Monday, April 28, 2008

Changing names and language in Egypt

In the old days, children, every Jewish day-school had students with names like Andrew, Scott, and Jennifer. Just as common was the well-meaning Rabbi who would insist on calling them by their Hebrew names (Aharon, Shmuel, and Yocheved.) The reason? Why, the midrash of course:

"Did not Israel possess four mitzvot [while they were in Egypt]…: that they were sexually pure, that they did not gossip, that they did not change their names, and that they did not change their language." -- R. Eliezer haKappar, as quoted by the Mechilta

I confess to never quite understanding this Midrash. Perhaps you can help. One problem is that the redeemer himself seems to have had an Egyptian name. [More here] Another, is that it seems clear from the textual evidence that the Isralites did change their names. The names of the original nation of seventy that settled in Goshen are given. We also have the names of the tribal leaders who took part in the Exodus, and the names of a few others dignitaries. Not one of them is a repeat. If the Jews who were redeemed from Egypt understood this Midrash in the way that most Jews do today, wouldn't we find at least one Avraham, and maybe a Yosef or a Yehuda, among the dor hamidbar? Yet, we don't.

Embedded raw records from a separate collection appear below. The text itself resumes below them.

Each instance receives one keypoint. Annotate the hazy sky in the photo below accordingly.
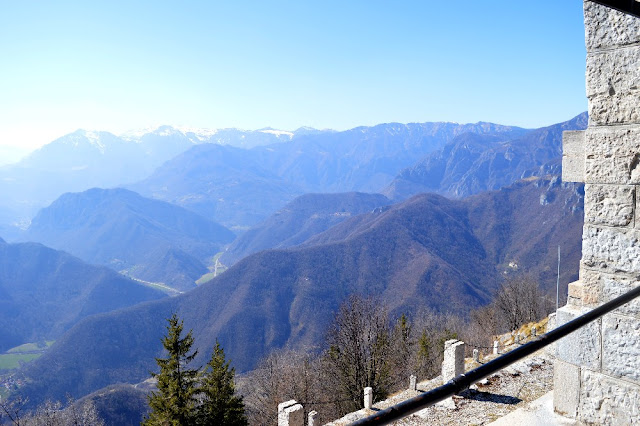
(121, 65)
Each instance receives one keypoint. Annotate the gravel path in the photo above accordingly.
(494, 397)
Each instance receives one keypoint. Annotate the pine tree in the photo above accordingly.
(174, 403)
(219, 404)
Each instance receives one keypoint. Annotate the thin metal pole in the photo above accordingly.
(558, 282)
(463, 381)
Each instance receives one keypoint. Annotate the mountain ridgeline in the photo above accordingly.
(148, 239)
(302, 218)
(44, 292)
(425, 252)
(240, 188)
(472, 162)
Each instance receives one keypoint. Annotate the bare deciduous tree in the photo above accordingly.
(359, 352)
(519, 301)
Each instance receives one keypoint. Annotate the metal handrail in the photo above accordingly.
(631, 7)
(463, 381)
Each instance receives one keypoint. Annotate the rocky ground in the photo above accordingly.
(488, 400)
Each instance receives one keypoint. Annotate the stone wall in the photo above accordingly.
(597, 375)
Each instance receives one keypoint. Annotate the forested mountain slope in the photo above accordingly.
(472, 163)
(425, 252)
(44, 292)
(148, 239)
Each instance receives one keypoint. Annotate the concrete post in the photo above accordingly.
(453, 363)
(413, 382)
(368, 398)
(290, 413)
(312, 419)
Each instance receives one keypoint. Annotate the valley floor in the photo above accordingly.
(515, 387)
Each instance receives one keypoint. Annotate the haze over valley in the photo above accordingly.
(242, 177)
(257, 246)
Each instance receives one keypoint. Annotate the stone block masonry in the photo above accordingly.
(597, 373)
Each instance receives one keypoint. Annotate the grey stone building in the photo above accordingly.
(597, 373)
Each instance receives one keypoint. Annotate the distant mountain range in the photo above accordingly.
(147, 239)
(427, 251)
(302, 218)
(240, 188)
(44, 292)
(472, 163)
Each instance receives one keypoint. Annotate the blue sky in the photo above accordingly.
(118, 65)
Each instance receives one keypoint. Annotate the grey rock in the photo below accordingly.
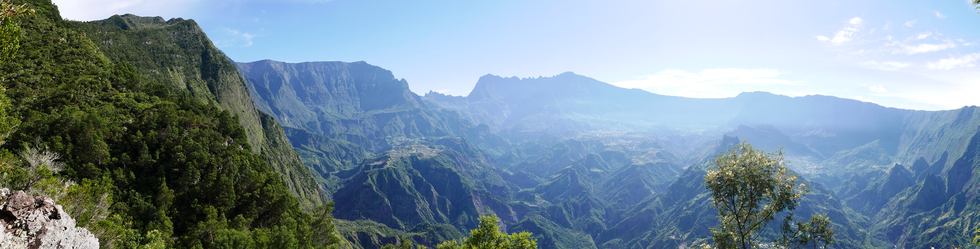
(28, 221)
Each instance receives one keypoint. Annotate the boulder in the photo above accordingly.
(28, 221)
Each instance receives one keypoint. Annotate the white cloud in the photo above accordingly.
(886, 65)
(235, 38)
(844, 35)
(926, 47)
(923, 36)
(955, 62)
(877, 89)
(87, 10)
(712, 83)
(910, 23)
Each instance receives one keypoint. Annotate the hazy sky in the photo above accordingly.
(919, 54)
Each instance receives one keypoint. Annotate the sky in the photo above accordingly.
(920, 54)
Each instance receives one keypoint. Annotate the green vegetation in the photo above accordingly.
(488, 236)
(817, 231)
(134, 160)
(749, 188)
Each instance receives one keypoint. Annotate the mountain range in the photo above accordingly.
(195, 150)
(583, 163)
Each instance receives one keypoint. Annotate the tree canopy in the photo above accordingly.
(749, 187)
(488, 236)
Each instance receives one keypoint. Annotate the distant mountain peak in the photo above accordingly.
(130, 21)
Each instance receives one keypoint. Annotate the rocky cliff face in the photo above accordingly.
(28, 221)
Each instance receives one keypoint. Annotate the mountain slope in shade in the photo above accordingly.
(574, 157)
(359, 108)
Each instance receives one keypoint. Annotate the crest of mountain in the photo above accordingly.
(361, 107)
(191, 63)
(560, 135)
(149, 160)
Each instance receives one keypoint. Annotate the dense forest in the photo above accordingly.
(150, 137)
(136, 160)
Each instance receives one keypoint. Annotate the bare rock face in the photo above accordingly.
(36, 222)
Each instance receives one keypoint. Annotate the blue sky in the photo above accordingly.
(908, 54)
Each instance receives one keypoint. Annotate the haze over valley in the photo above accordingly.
(135, 131)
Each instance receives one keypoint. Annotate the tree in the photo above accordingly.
(817, 231)
(749, 187)
(976, 233)
(10, 33)
(403, 243)
(488, 236)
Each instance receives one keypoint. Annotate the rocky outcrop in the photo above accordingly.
(28, 221)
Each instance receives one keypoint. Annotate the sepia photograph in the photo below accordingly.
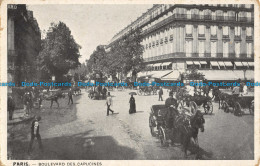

Writing this post, two other thoughts occured to me.
(1) The well-meaning Rabbi mentioned above also told us the Israelites were redeemed because they didn't embrace Egyptian clothing styles. This point isn't mentioned in the Mechilta cited above, and though I may have once known the source of this idea, I appear to have forgotten where to find it, and Google is no help. [Note to DovBear haters: Rejoice! Here's a new opportunity to call me ignorant!] Anyway, the textual evidence opposes this midrash, too: At the Exodus, the Israelites asked the Egyptians for gold, silver, and clothing.

(2) The Midrash above says the Jews were redeemed because they kept their language. For 2000 years, we spoke languages like Aramaic, Greek, German, French and Yiddish, yet it was only after (some) Jews made a serious effort to rehabilitate Hebrew that the State of Israel was established. Coincidence?